Seven hundred people dancing, drinking wine, lighting fireworks and doing wheelies on motorcycles? This would hardly be a normal occurrence on South University Avenue today.
Back on a warm evening in June 1969, students and what the Ann Arbor News called “hippies” held an impromptu street party on South University near Good Time Charley’s. After a police officer ticketed a man for performing motorcycle stunts, students decided to have a “liberation party” and used cars to block off South University at Church and South Forest Streets.
From 10 p.m. to 1 a.m. the group closed the street. Students and revelers sang, danced, drank wine and watched more motorcycle stunts. Ann Arbor police officers looked on but didn’t intervene, fearing arrests would spark violence.
In a summer filled with anti-war and anti-government protests, students were already filled with angst, University alum Grace Shackman said. Shackman was a University student during the riots and said students in the late 1960s were frustrated with everything from the failing Vietnam War to strict societal regulations.
When police ticketed the stunt-riding motorcyclist, they triggered pent-up student anger.
The next day, revelers returned, and this time there were nearly 1,500 of them. The higher numbers and complaints from store owners about the previous day’s party prompted police to patrol South University. For most of the evening, officers just watched the action.
Just after midnight, police began moving in to disperse the crowd. Officers used tear gas and riot sticks to control the students and arrested 45 people. Twenty-eight of those arrested were charged with felonies under a 1968 state riot law.
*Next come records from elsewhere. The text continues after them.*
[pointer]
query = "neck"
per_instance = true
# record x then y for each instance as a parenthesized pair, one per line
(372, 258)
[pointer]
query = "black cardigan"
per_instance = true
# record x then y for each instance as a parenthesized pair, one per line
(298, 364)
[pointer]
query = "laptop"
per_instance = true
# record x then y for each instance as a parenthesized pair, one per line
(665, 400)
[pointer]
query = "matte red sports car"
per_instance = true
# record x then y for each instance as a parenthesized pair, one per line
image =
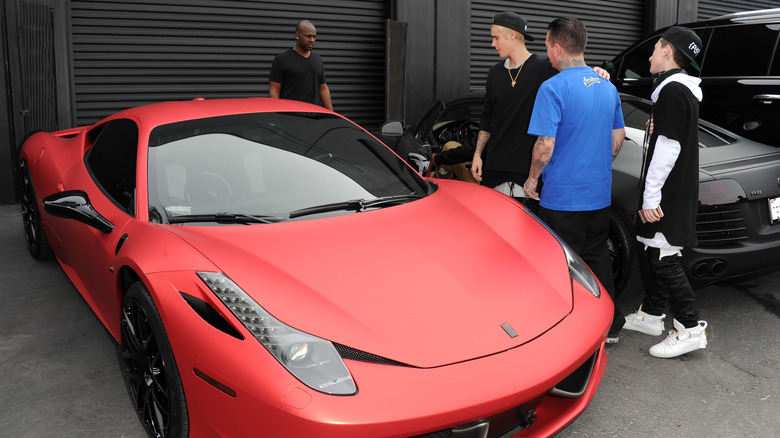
(269, 268)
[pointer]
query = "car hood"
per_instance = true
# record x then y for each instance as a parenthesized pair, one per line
(427, 283)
About 40 people were injured, including a city police officer who was struck by a Molotov cocktail. The Michigan Daily reported that the officer was “momentarily enveloped in flame” until other officers extinguished the blaze.
Only 300 people showed up for the third night of partying. They were met by more than 400 police officers. At 1 a.m. the police began chasing students away from the street toward East Quad Residence Hall.